Baden Hughes, University of Melbourne

The UQ Flint Archive houses the field notes and elicitation recordings made by Elwyn Flint in the 1950’s and 1960’s during extensive linguistic survey work across Queensland, Australia. The linguistic fieldwork documents 54 Australian Aboriginal languages, of which approximately half are now extinct. The field notes amount to approximately 900 separate documents including elicitation lists, phonological sketches, grammatical notes and transcriptions and is all in handwritten paper format. The corresponding audio recordings, originally made on reel to reel tape, have been converted to more modern formats, and comprise a collection of CDROM media.

The primary aim of the digitization project is to provide a web-based portal where Aboriginal languages can be explored, and through which new research can be facilitated. Work on the digitization of the UQ Flint Archive has been carried out since 1996, using various technologies and approaches. In the last 12 months, significant progress has been made in the analysis of the technical requirements and an overall strategy for the completion of the project.
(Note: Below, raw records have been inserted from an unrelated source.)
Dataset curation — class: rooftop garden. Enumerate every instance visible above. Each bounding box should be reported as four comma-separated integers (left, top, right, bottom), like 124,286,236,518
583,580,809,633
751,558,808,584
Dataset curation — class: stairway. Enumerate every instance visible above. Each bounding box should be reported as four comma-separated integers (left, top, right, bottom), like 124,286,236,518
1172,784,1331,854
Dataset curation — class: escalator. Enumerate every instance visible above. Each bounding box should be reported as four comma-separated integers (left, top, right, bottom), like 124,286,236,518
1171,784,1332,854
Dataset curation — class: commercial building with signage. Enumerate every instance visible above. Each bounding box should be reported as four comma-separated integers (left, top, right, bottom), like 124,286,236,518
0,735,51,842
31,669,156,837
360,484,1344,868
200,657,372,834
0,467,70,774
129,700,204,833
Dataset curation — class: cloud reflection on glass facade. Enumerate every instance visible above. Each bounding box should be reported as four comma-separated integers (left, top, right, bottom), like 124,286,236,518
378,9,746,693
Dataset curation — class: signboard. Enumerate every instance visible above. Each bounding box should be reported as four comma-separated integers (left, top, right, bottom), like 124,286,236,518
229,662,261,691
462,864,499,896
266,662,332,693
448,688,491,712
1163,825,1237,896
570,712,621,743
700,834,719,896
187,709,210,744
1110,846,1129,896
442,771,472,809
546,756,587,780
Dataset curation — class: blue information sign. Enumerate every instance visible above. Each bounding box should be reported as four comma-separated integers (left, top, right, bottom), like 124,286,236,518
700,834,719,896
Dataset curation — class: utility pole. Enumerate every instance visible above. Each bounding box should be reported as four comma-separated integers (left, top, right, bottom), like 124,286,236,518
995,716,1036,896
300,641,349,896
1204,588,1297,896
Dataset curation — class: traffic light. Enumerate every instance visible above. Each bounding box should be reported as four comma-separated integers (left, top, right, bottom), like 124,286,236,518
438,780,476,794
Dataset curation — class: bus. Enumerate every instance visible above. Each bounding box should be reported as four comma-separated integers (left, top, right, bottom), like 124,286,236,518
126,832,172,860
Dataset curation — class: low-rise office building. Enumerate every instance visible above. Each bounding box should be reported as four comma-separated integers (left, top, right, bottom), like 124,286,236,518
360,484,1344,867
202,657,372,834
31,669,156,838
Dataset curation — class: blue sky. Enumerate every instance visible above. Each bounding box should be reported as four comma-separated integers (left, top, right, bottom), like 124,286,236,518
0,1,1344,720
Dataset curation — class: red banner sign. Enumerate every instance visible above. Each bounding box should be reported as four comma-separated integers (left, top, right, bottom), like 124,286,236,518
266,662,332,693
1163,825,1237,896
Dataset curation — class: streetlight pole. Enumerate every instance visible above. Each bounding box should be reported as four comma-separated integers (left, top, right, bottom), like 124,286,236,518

The process of digitizing the contents of the UQ Flint Archive provides a number of interesting challenges in the context of EMELD. Firstly, all of the linguistic data is for endangered/extinct languages, and as such forms a valuable ethnographic repository. Secondly, the physical format of the data is itself in danger of decline, and as such digitization is an important preservation task in the short to medium term. Thirdly, the adoption of open standards for the encoding and presentation of text and audio data for linguistic field data, whilst enabling preservation, represents a new field of research in itself where best practice has yet to be formalised. Fourthly, the provision of this linguistic data online as a new data source for future research introduces concerns of data portability and longevity.

This paper will outline the origins of the data model, the content creation components, presentation forms based on the data model, data capture tools and media conversion components. It will also address some of the larger questions regarding the digitization and annotation of linguistic field work based on experience gained through work with the Flint Archive contents.